This project was implemented as a part of the SI 507 Intermediate Python Programming Course. The dataset has been obained from the Centers for Disease Control and Prevention (CDC) website and includes COVID-19 vaccination data based on counties and states in the United States. The dataset along with the visualization can be used for finding the percentages of vaccinated population in counties based on the State, Metro or Non-metro type counties, and Social Vulnerability Index (SVI).
- Requests
- json
- bs4 (BeautifulSoup)
- pandas
- csv
- sqlite3
- pprint
- flask
- plotly.express
- plotly
- plotly.graph_objects
This project was implemented in Visual Studio Code and can be run by typing the command "python SI507_Final_Project.py" in the terminal on opening the .py file. The user must download a copy of the CSV file located at https://data.cdc.gov/Vaccinations/COVID-19-Vaccinations-in-the-United-States-County/8xkx-amqh and upload into VS code before running the program. The file was too large to be uploaded to Github.

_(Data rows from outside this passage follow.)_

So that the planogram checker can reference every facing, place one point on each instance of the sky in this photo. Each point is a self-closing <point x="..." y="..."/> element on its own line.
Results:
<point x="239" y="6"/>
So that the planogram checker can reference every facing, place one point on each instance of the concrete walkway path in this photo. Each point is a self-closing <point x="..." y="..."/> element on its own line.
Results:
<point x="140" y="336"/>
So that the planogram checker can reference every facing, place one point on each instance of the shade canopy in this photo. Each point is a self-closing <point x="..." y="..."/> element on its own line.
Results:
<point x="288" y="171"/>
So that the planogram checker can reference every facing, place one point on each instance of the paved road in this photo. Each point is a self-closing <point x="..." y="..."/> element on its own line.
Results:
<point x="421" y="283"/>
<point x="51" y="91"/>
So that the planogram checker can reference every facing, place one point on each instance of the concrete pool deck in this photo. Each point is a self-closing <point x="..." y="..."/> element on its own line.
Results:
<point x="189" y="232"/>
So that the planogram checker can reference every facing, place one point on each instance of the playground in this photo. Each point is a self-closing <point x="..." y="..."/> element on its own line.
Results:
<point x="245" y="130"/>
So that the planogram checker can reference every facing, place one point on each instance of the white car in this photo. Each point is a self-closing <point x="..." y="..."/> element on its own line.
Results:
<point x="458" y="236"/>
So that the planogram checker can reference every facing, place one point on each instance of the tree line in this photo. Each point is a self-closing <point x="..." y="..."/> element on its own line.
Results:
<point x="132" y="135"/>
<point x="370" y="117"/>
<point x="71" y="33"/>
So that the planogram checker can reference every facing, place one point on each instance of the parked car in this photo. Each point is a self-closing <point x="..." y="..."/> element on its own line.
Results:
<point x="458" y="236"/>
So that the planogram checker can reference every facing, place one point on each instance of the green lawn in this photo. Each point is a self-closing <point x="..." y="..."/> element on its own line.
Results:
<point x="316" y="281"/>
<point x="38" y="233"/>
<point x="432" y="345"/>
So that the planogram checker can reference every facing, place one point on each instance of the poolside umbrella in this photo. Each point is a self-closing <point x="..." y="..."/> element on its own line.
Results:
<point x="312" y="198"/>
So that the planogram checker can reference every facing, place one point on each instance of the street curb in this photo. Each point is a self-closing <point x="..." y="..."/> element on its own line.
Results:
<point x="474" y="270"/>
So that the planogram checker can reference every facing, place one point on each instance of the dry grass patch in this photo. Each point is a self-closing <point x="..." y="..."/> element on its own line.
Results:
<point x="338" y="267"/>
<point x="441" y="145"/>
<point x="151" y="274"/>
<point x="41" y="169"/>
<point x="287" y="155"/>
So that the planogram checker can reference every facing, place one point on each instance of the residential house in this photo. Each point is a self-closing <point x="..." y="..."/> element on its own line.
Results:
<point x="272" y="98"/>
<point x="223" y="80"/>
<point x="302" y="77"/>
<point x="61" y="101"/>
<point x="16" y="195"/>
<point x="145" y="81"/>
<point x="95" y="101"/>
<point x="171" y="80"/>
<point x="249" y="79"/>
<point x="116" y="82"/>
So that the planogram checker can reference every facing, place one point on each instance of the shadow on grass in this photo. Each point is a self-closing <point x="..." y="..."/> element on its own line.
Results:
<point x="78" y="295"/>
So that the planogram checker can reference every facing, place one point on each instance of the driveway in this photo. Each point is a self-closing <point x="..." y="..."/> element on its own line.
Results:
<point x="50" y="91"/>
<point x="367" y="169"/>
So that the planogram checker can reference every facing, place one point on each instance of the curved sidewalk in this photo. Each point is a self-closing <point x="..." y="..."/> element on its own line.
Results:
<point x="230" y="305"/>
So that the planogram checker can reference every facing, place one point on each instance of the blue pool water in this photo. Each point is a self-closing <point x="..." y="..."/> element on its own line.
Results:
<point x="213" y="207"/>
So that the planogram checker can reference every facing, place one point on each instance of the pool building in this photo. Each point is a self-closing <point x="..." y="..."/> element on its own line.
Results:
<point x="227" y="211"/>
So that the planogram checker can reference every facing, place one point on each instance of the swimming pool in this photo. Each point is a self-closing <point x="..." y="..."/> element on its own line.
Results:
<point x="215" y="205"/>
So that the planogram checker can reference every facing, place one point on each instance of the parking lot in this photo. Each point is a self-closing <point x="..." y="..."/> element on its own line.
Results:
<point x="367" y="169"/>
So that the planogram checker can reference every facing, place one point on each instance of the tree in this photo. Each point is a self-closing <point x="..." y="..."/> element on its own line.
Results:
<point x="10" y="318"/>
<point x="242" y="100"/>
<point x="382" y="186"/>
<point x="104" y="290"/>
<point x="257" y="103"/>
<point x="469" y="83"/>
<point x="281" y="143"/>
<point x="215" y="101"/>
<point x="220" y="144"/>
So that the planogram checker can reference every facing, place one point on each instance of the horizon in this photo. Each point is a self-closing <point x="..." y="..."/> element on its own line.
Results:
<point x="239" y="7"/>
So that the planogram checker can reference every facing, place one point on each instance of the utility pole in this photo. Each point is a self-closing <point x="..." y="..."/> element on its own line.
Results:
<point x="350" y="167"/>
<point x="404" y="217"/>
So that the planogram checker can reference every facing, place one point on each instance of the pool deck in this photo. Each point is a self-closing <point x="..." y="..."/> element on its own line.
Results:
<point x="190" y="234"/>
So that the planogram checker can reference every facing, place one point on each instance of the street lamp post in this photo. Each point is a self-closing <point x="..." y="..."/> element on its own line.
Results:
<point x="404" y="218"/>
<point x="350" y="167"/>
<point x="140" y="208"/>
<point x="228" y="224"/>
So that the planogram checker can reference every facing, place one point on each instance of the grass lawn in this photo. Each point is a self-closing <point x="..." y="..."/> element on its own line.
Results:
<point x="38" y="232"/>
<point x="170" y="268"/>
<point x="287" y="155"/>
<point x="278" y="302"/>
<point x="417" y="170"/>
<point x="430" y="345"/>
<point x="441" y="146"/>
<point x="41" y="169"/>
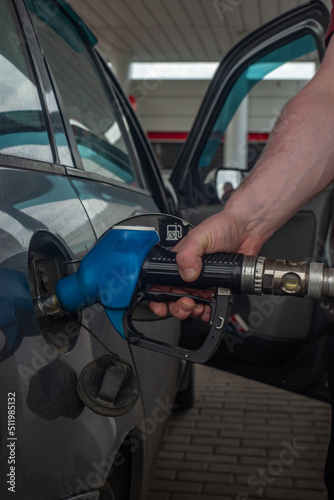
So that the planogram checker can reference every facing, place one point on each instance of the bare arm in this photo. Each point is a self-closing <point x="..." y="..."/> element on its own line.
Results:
<point x="297" y="164"/>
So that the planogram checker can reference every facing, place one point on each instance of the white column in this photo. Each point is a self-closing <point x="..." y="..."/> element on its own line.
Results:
<point x="236" y="138"/>
<point x="121" y="64"/>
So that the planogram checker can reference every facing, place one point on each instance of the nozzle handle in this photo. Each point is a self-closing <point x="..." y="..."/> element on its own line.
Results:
<point x="220" y="270"/>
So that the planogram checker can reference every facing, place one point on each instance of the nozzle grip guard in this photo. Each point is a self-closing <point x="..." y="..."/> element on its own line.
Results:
<point x="220" y="309"/>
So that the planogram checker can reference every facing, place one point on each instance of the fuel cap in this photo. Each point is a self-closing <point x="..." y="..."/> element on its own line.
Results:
<point x="108" y="386"/>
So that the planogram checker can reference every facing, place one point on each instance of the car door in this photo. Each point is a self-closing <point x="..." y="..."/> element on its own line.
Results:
<point x="285" y="340"/>
<point x="115" y="177"/>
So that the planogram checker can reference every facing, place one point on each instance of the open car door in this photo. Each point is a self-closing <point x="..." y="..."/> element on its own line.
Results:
<point x="282" y="341"/>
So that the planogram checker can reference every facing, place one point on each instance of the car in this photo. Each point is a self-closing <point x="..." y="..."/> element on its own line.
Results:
<point x="75" y="161"/>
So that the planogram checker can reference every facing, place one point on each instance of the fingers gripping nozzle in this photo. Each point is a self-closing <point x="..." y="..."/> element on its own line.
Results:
<point x="119" y="270"/>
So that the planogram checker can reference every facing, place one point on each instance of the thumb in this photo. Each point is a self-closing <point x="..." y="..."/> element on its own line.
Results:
<point x="189" y="253"/>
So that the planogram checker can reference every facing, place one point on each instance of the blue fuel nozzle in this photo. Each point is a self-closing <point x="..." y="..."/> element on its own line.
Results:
<point x="109" y="273"/>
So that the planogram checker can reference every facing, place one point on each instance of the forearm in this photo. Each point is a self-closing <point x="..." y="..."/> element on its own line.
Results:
<point x="296" y="165"/>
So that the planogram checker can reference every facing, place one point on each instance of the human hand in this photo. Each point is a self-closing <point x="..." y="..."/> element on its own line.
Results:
<point x="220" y="233"/>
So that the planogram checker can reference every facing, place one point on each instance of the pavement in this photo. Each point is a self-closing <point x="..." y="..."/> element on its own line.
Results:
<point x="243" y="440"/>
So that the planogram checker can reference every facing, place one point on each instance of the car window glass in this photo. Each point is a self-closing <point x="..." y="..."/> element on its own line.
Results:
<point x="258" y="101"/>
<point x="92" y="116"/>
<point x="23" y="130"/>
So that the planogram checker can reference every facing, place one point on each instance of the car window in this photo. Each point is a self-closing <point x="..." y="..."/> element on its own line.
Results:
<point x="264" y="98"/>
<point x="23" y="129"/>
<point x="92" y="114"/>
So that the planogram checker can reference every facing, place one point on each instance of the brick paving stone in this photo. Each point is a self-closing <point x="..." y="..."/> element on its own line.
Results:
<point x="231" y="445"/>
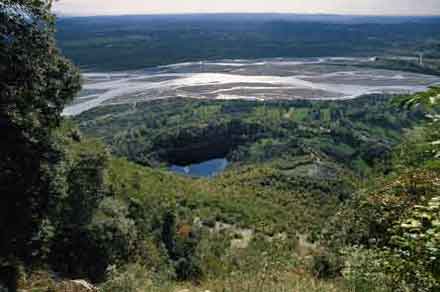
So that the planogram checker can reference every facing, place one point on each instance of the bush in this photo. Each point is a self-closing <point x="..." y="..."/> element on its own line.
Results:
<point x="327" y="265"/>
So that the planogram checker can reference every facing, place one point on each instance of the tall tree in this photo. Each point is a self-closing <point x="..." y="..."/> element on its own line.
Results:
<point x="36" y="82"/>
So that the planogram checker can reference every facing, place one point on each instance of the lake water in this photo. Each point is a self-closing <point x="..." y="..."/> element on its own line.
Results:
<point x="207" y="168"/>
<point x="268" y="79"/>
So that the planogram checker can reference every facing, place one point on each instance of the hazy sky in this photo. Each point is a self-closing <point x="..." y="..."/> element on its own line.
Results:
<point x="389" y="7"/>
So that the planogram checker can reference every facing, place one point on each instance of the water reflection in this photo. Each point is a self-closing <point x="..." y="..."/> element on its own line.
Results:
<point x="207" y="168"/>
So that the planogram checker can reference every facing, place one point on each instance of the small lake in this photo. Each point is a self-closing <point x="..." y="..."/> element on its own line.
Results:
<point x="207" y="168"/>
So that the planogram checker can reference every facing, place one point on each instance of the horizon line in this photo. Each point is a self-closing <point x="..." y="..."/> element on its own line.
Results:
<point x="66" y="15"/>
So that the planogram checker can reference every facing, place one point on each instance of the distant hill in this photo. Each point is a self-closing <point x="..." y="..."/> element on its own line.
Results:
<point x="133" y="42"/>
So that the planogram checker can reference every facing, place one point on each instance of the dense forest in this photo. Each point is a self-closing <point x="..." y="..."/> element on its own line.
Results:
<point x="320" y="195"/>
<point x="136" y="42"/>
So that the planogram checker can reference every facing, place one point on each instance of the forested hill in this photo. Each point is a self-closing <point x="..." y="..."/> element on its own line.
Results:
<point x="133" y="42"/>
<point x="321" y="196"/>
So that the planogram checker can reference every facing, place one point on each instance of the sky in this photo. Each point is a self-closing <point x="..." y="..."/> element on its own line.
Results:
<point x="362" y="7"/>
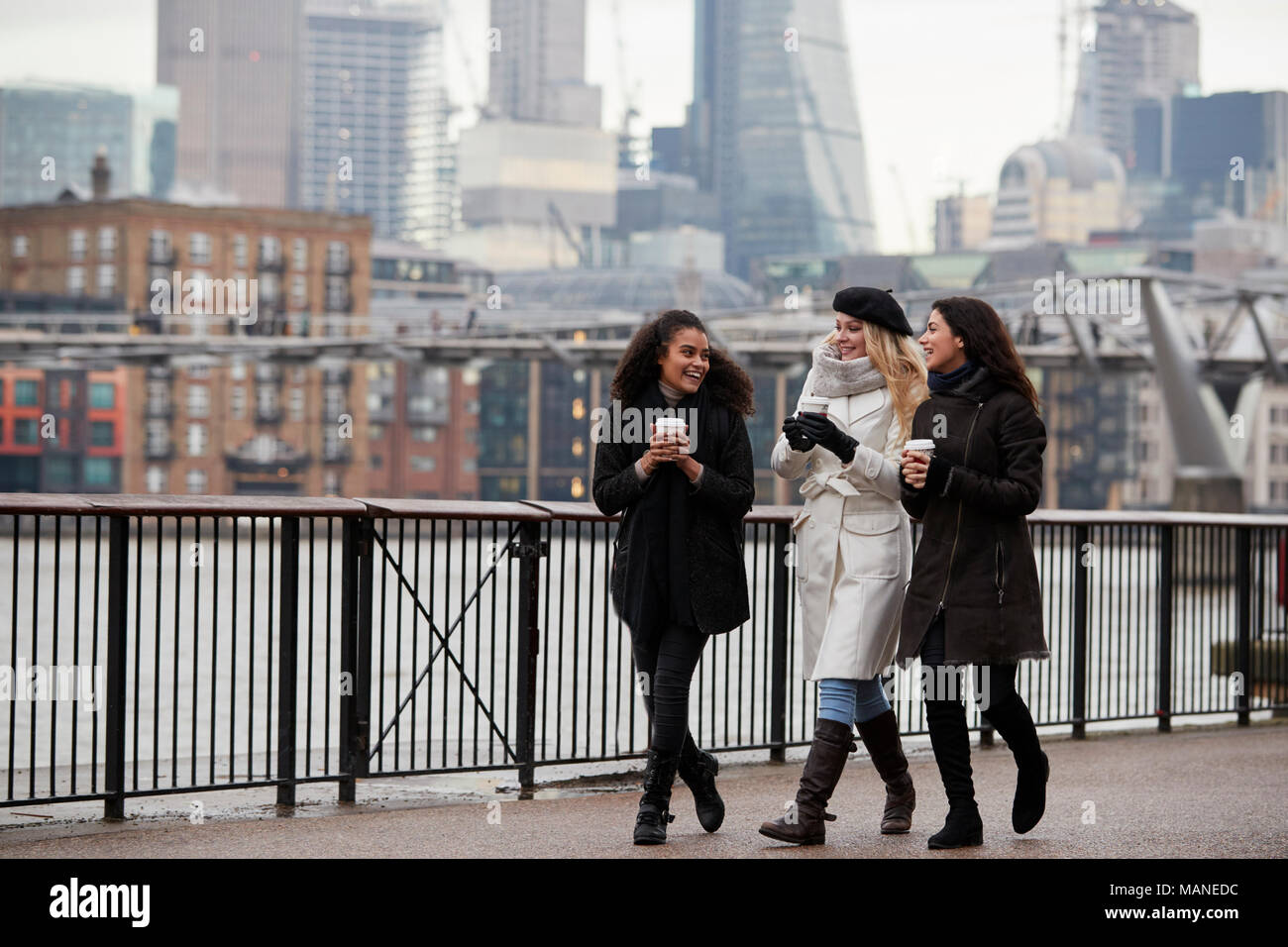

On running the .py file, the user will be prompted to choose an option between Washington County and Michigan State. The user can input this through the Visual Studio Code terminal. This serves the purpose to demonstrate various ways (web scraping, .csv, and .json) to access the same dataset. Then, the user can shift over to the localhost server at http://127.0.0.1:5000/ to access the user interface designed through Flask.
When the user makes selections as prompted in the user interface on the local host server, the final page depicts a bar plot of the percentage of COVID-19 vaccinations as per county. At the back end, a tree data structure has been first generated based on user-inputted values, stored in a .json format, and then converted to a bar plot using plotly with Flask.